DUBLIN (Reuters) - Ireland hopes to get people back to work in offices for some of the time from next year if it succeeds in curbing coronavirus cases, its finance minister Paschal Donohoe said on Thursday.
Residents in two of Ireland’s 26 counties, including the financial centre Dublin, must work from home unless absolutely necessary to attend in person under recently imposed rules.
Ireland has reopened its economy more slowly than many of its European partners and has encouraged people to work from home if possible since March. That advice remains in place for the rest of the country.

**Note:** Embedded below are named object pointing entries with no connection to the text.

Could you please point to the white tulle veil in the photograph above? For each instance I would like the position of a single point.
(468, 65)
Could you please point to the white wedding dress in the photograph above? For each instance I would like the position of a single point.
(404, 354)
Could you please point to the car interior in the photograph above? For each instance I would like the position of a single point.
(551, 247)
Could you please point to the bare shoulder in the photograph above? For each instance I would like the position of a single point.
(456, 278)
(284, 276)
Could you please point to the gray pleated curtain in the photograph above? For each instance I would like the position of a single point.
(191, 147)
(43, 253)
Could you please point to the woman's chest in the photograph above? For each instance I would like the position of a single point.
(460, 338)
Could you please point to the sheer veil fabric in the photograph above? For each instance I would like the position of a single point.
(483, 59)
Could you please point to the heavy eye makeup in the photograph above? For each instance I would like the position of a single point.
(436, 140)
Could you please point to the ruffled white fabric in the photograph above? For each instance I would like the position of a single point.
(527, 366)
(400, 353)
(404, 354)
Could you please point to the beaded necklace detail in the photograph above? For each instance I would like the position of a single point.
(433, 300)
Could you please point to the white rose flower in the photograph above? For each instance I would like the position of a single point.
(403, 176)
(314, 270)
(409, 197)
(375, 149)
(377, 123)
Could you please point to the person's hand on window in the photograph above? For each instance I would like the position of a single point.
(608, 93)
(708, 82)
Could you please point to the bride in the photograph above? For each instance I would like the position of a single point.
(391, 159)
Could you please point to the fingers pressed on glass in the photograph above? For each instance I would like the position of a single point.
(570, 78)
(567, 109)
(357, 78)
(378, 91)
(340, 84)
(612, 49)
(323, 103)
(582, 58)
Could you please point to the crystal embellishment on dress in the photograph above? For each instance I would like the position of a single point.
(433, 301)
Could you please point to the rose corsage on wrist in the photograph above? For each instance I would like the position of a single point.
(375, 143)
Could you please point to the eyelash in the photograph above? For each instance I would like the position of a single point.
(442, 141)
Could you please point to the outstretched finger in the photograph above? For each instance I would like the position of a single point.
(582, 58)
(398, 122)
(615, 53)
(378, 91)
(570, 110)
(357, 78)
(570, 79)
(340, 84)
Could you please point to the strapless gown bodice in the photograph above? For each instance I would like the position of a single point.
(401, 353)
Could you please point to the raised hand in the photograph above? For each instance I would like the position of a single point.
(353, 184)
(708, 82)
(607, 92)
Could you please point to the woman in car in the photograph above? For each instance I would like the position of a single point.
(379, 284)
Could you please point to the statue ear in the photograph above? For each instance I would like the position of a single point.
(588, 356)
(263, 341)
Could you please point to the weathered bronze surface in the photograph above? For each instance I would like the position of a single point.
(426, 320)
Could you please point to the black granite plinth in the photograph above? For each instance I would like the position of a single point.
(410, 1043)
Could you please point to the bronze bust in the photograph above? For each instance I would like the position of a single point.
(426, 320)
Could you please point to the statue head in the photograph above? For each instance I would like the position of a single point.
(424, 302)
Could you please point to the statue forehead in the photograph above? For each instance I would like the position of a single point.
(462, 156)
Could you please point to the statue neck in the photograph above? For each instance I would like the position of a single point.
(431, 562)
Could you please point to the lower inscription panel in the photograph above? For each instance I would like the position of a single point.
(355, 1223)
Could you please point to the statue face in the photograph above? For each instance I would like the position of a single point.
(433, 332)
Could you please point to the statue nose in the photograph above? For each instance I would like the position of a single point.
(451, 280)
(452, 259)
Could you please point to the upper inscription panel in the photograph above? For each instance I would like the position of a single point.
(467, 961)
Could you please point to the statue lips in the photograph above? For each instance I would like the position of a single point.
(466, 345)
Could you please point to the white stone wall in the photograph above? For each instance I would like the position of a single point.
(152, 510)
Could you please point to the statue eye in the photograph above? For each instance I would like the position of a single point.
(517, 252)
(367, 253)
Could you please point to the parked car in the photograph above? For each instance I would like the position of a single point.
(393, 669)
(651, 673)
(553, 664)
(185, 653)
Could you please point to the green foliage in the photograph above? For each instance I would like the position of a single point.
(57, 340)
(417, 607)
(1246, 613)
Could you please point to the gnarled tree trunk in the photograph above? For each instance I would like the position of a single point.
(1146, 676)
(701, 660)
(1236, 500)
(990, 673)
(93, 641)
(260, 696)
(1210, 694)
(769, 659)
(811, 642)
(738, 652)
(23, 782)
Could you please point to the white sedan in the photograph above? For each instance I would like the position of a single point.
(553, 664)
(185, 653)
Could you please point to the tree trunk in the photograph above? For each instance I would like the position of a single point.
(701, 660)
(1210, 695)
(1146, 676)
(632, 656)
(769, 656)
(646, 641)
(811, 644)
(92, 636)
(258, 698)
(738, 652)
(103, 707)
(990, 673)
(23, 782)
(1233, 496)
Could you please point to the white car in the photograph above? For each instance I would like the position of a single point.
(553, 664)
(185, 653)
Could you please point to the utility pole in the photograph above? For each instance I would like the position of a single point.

“I think we gravely underestimate the impact on our citizens of not being able to go into work. Having workplaces functioning is at the heart of how we develop skills... and this is a skills based economy,” Donohoe told a parliamentary committee.
While some offices have partly reopened since a nationwide lockdown began to be lifted in May, many have remained closed for the last six months.
Donohoe said this indirectly damaged retail and hospitality businesses such as cafes and restaurants in city centres and the government hoped to make changes if it got on top of the virus.
“As we move into 2021 I would hope we could refocus our efforts in how we can ensure that employers who are able to make their offices safe are able to facilitate some people working in them some of the time,” he said.
Ireland registered 92 COVID-19 cases per 100,000 people over the past 14 days, a doubling in the rate of infection since the middle of September and the 15th highest of 31 states monitored by the European Centre for Disease Prevention and Control.